- Zabiegi konserwatorskie pomogą ukazać pierwotny wizerunek Białej Damy, bowiem to, co widzimy obecnie, odbiega od oryginału, a powodem jest nieudolna konserwacja wykonana w latach 50-tych ubiegłego wieku - mówi kustosz Zamku w Kórniku Małgorzata Potocka.
Obraz czeka na taką już naprawdę solidną konserwację. Jeżeli uda nam się ją przeprowadzić, wtedy poznamy tak naprawdę prawdziwy wizerunek Teofili. Obraz był po prostu nie do końca precyzyjnie poddany tej konserwacji. Są jakieś elementy, które odbiegają od tego co my widzimy, a co było.
Obraz jest najprawdopodobniej autorstwa nadwornego malarza królów pruskich Antoine'a Pesne'a.

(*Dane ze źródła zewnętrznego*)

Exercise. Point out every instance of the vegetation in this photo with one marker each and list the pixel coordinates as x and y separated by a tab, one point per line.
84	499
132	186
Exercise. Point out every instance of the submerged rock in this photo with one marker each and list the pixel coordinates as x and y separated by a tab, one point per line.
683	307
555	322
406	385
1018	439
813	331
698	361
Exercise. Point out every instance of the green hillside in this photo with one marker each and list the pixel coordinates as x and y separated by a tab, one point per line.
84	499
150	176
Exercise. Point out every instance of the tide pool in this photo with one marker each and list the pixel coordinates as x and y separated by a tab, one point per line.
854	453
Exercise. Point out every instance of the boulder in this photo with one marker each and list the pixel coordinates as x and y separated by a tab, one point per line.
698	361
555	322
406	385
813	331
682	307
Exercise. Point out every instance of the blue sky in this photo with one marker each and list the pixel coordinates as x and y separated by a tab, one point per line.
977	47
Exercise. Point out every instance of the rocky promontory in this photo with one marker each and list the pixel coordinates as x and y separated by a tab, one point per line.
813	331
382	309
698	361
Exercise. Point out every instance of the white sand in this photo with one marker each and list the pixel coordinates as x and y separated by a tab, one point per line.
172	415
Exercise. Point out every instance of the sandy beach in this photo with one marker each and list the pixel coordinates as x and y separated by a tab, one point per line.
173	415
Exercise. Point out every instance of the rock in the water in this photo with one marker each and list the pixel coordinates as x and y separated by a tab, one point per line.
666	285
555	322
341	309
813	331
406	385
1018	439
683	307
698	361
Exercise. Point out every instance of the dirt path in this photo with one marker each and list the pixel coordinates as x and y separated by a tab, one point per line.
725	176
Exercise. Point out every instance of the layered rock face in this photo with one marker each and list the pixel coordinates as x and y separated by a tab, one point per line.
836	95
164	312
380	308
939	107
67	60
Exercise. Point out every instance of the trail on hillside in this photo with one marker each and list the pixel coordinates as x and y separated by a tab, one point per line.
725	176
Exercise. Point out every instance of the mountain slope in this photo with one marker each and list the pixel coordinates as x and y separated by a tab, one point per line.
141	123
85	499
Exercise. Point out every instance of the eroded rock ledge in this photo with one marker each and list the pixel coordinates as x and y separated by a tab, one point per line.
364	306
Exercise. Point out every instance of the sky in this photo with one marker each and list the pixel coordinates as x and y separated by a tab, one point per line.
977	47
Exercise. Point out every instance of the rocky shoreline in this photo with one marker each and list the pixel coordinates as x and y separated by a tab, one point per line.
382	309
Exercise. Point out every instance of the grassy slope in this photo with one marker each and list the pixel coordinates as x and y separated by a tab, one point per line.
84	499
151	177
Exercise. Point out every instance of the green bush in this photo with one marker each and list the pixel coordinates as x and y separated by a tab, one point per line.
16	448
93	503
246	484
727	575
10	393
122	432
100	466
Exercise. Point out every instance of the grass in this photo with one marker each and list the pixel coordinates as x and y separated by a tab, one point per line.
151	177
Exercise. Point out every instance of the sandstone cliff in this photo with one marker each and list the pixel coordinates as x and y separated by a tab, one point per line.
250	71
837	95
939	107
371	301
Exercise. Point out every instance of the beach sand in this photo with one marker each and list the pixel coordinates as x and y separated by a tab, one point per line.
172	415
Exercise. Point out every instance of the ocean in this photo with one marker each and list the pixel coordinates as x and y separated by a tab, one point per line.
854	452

Kórnicki Zamek stara się o środki na przeprowadzenie konserwacji tego portretu, z którym związana jest legenda o Białej Damie, czyli Teofili Szołdrskiej-Potulickiej, długoletniej właścicielce Zamku. Legenda głosi, że Teofila schodzi z portretu przed północą i obchodzi komnaty i ogród w towarzystwie czarnego jeźdźca. Ma to być kara za zburzenie myśliwskiego pałacyku, w którym mieszkał diabeł. Teofila zużyła cegły z pałacyku do budowy kominów, które zabezpieczały domostwa przed pożarami.